The keratinization of the gingiva is known to be decreased during pregnancy, and this, together with an increase in epithelial glycogen, results in a diminution in the effectiveness of the epithelial barrier. Estrogen also causes changes in the keratinization of the gingival epithelium and alters the degree of polymerization of ground substance. Because of the vascular changes caused by these hormones, there is a more florid response to the irritant effects of dental plaque. Increased serum levels of progesterone have been correlated with increased gingival crevicular fluid flow rate, which in periodontal diagnosis has been shown to reflect gingival inflammatory conditions.
Physiologic levels of estrogen and progesterone in pregnancy have been shown to be stimulatory to prostaglandin synthesis. Prostaglandins, especially PGE1 and PGE2, act as long-term mediators of inflammation. Prostaglandins are synthesized by activated macrophages and, to a lesser degree, by polymorphonuclear neutrophils in response to inflammatory stimuli, both of which increase in number as the gingiva becomes inflamed. Prostaglandin concentration within the gingiva and gingival fluid also increases dramatically, with the occurrence of gingival inflammation. Along with initiation of vascular changes, stimulation of prostaglandin synthesis illustrates another mechanism that raises progesterone levels in pregnancy, magnifying the clinical features of dental plaque-induced gingivitis.
Immune mechanisms have also been suggested to have an important role in the initiation and development of gingivitis and periodontitis. Little is known about the effects of pregnancy on immune response in the oral cavity. Nevertheless, it has been demonstrated that the cell-mediated response is depressed during pregnancy, possibly contributing to the altered responsiveness of the gingival tissue to dental plaque.

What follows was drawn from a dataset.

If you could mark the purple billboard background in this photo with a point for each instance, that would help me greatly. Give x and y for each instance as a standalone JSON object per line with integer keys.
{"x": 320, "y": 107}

Dental plaque is the principal etiologic factor in gingivitis. In periodontal disease, it is well established that the subgingival plaque is characterized by a shift toward a more anaerobic flora. Strong evidence supports the observation that gingival inflammation during pregnancy results from an alteration of the subgingival flora to a more anaerobic state. The anaerobe to aerobe ratio increases significantly during the 13th through 60th week of pregnancy and remains high during the third trimester. It has been shown that increased proportions of Prevotella intermedia are concomitant with an increase in gingivitis and elevated serum levels of estrogen and progesterone in pregnancy. When the proportion of Bacteroides species was monitored in the dental plaque of pregnant women, nonpregnant women, and nonpregnant women taking contraceptives, a 55-fold increase over the control group was noted in the populations of the Bacteroides species in pregnant women and a 16-fold increase in women taking oral contraceptives. This concomitant increase in P. intermedia is most pronounced in the second trimester and correlates with increased gingivitis scores. Subsequent pure culture studies have shown that the marked increase in the proportion of Bacteroides species during pregnancy seems to be associated with increased serum levels of circulating progesterone and estrogens. Both hormones can substitute for naphthoquinone, which is an essential growth factor for P. intermedia. The studies reported to date indicate that female sex hormones may be capable of altering the gingival vascular system, the immune response, and the normal subgingival flora.